Amanda Merpaw, Put the Ghosts Down Between Us. Anstruther Press, 2021, 50 copies.

http://www.anstrutherpress.com/

It shouldn’t be so difficult, writing about Amanda Merpaw’s first chapbook, given how personal and human and wonderfully grounded these poems are. But Merpaw, despite her warm and relatable voice, is not always so straightforward. Her poems can also unsettle reality.

An easy entry might be the last poem, “Rhizomatic Thinking.” Here are the first lines:

We’re drinking coffee in January’s

bed. It’s raining. The harbour

hammers high at Lake Ontario.

what an inconvenience. The end

times, I mean. Can I unwelcome

the undoing? There’s burning beyond

the cusps of our cups. All of it,

actually, on fire. Last year I learned

to love a woman.

This feels like listening to a friend tell a story. There are many admirable traits, from the nice use of shorter and longer lines to the very effective enjambment. I particularly like “harbour / hammers” which delays and therefore emphasizes the alliteration, and “The end / times” which gently undermines and makes almost humorous the reference to all the shit that’s going on in the world. There’s also the movement, from the ordinary and personal to the larger crisis (but still expressed personally) to several more enigmatic lines. And then back to the personal confession. What a terrific opening.

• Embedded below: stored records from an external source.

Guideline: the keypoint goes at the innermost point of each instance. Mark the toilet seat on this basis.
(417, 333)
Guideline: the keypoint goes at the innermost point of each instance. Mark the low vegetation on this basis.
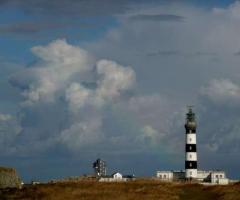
(136, 190)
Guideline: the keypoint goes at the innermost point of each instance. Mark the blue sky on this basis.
(81, 80)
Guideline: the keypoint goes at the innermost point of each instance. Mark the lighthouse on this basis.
(191, 146)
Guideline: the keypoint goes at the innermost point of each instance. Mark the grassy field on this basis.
(137, 190)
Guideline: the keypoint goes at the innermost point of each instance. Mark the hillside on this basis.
(9, 178)
(88, 190)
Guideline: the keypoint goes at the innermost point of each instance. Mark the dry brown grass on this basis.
(137, 190)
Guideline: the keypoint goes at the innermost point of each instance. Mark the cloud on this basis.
(60, 107)
(157, 18)
(58, 63)
(4, 117)
(221, 92)
(30, 27)
(73, 8)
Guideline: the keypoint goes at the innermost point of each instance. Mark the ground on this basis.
(136, 190)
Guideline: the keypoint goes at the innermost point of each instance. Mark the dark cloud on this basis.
(72, 7)
(158, 17)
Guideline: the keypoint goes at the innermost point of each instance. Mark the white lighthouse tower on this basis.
(191, 146)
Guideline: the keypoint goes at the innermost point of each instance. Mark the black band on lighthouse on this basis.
(191, 148)
(190, 164)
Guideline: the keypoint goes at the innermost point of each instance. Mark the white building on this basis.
(117, 177)
(211, 177)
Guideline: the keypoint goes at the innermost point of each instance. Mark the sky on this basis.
(112, 79)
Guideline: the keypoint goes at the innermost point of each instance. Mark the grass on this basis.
(136, 190)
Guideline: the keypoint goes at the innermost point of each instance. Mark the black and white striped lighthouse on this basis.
(191, 146)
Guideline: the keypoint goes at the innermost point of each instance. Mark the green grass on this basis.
(136, 190)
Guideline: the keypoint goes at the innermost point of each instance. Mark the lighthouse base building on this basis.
(208, 177)
(191, 172)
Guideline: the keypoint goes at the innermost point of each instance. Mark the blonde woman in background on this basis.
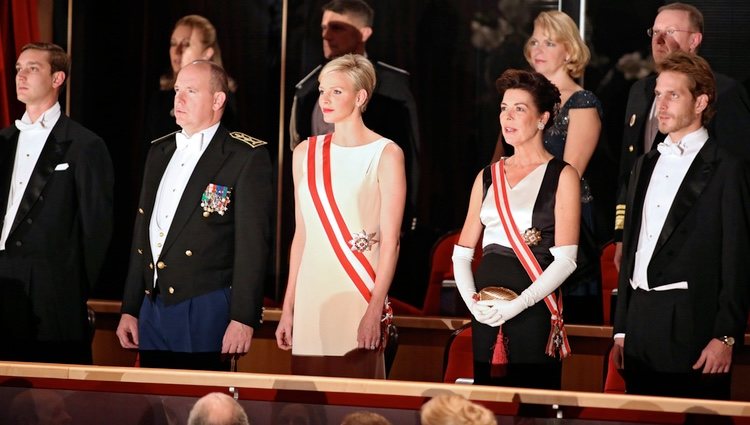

In Merpaw’s poems I feel the poet’s mind working, leaping, associating, speculating, remembering, yet all somehow adding up to a coherent whole. The chapbook’s first poem, “Invocation,” has a characteristic fractured narrative. The poet spots a deer, claims to have first seen it on Toronto Island, refers to the place of the animal in the poem itself, questions whether she has really seen a deer at all, confesses to having drunk a lot of white wine, and discusses the ramifications of getting divorced by the age of thirty. Here are the last lines in which she returns to the deer:

I’ve looked for him in every

poem since, even this one.

Shh! Don’t! You’ll—

I’ve never been so still, not in love,

not meditating, not even in the kitchen mincing shallots for soup.

The poem has transformed the deer from an actual creature into one that lives within the work itself. Yet poetry, like a real deer, is timid and easy to frighten off (“Shh!”). It (the real dear, the imaginary one?) brings to the poet the gift of finding stillness while the poem itself, with that gorgeous last domestic scene, keeps moving.

“Cancelling the Future” is one of three prose poems, a form that Merpew already handles expertly, with their flow of memories and doubts and questions, their juxtaposition of surprising unlikely moments that nevertheless seem as if they were always meant to follow one after another. “At Kew Gardens” is a memory or perhaps a memorial for a relationship and brims with longing and regret, although the details already seem to be slipping away. “On the Spring Equinox” is both direct and cryptic, ordinary and aphoristic (“Can you stumble on grace uninvited?”), assertive and full of doubt.

I’ll end full circle with the last lines of “Rhizomatic Thinking.” How suffused with sensations, with those vivid yet questionable memories, with a hunger for nostalgia, and most of all with the need to put it all into words:

I tell you, I say, if only I could think

of a deer, see antlers sprout across

the air. Do you remember? From

the trail. After midnight. You weren’t

there. Yes, I should have been asleep.

Everywhere the night smelled

like dandelion fluff, like that pale dust

off Lake Ontario. It was an August

or two ago now. Maybe even three.

What a fine first collection this is. What an exhilarating reading experience. Put the Ghosts Down Between Us is my favourite among the chapbooks that I have read this year.